School boards switch to virtual meetings


Boise School District trustees at a 2018 board meeting. Idaho EdNews


In the week after Gov. Brad Little signed an emergency declaration to combat the spread of coronavirus, he added an amendment that suspends part of Idaho’s open meetings act.

The change, which remains in force while the coronavirus emergency proclamation is in effect, waives a requirement that the public must be able to attend public meetings in person. But agencies have to allow “public attendance using telecommunication,” such as online streaming or a phone conference.

That means your local Idaho school board is allowed to meet virtually.

The proclamation follows federal guidance that Americans limit gatherings to fewer than 10 people, and maintain six feet of distance, to help prevent the spread of the novel coronavirus. Marissa Morrison Hyer, Little’s press secretary, said people at multiple levels of government had asked for the in-person meeting waiver.

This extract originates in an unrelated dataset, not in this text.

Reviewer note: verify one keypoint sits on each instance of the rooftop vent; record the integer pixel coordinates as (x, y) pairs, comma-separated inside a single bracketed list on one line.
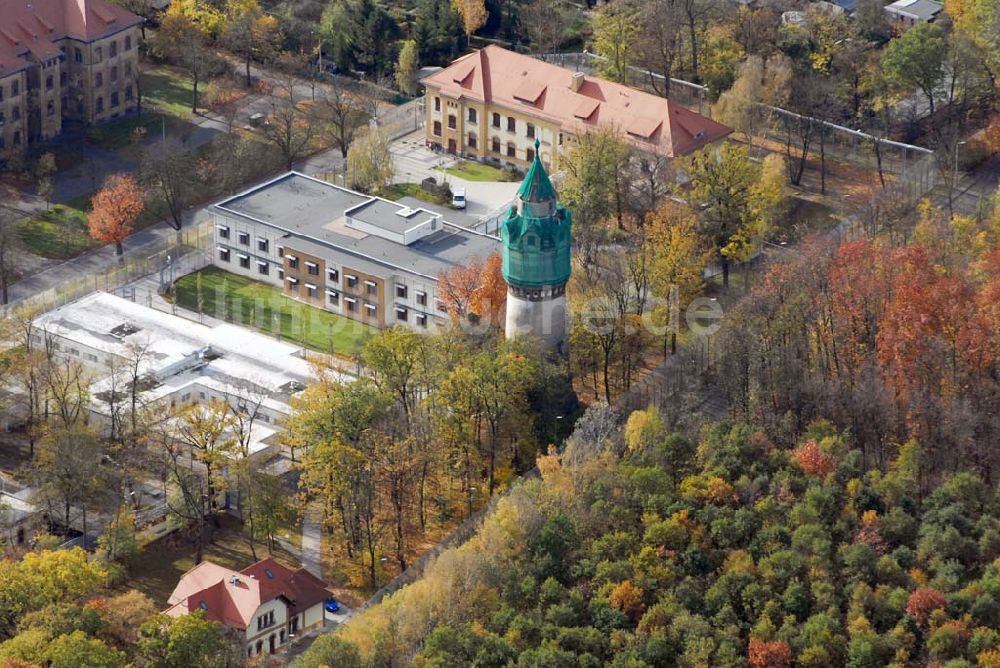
[(124, 329)]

“The suspension of this requirement is necessary to permit governing bodies to continue to conduct the public’s business during this emergency, while also ensuring the public’s business is not conducted in secret,” reads the proclamation, signed on March 18.

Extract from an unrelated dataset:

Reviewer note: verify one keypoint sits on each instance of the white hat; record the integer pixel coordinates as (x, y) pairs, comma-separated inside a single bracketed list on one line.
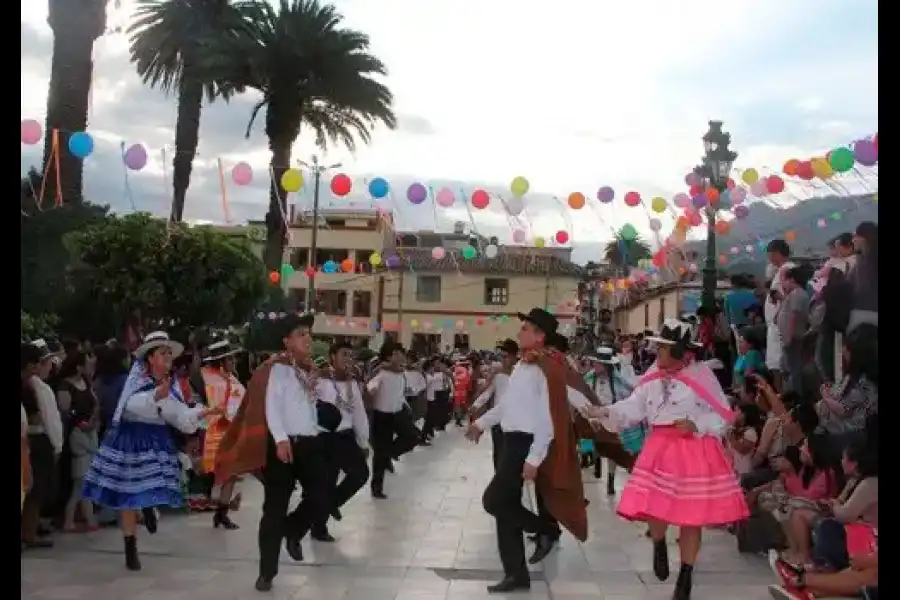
[(158, 339)]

School boards (and other agencies subject to public meeting law) still have to post regular notice for their virtual meetings, and provide a description for how the public can access that meeting.

The Idaho School Boards Association and Idaho Digital Learning Alliance have been developing training for school boards to navigate the new terrain.

Karen Echeverria, ISBA’s executive director, recommends school boards use a platform such as Zoom or Google meetings because teleconferencing is harder to navigate.

“As long as they allow for some sort of entry into the meeting — even if it’s a listen-only teleconference, then they have complied with the conditions of the law,” Echeverria said.

ISBA also “strongly suggests” school boards allow for public comment (which they are not legally required to do). They could do that, Echeverria said, by asking people to submit public comment before the meeting, then acknowledging any submissions during the meeting and adding those into the meeting record.

Will Goodman, director of district programs at IDLA, said another option is for districts to ask commenters to use functions such as the “raise your hand” button on Zoom, which would allow the district to selectively un-mute meeting participants.

Zoom also allows school boards to host a private executive session, without losing the public on a call. IDLA recorded a webinar this week to explain these functions for boards interested in using Zoom.

Asked about public access to these meetings, Goodman said, “In-person meetings are usually best.” But given the circumstances, he sees Zoom meetings as a good fix. He suggested districts advertise their virtual meetings as widely as possible, on their social media platforms and websites.

“I think it’s a great temporary solution,” he said. “I think it’ll be useful so that boards can meet while maintaining that social distancing and maintaining that stay-at-home order, but also allow school districts to continue their business.”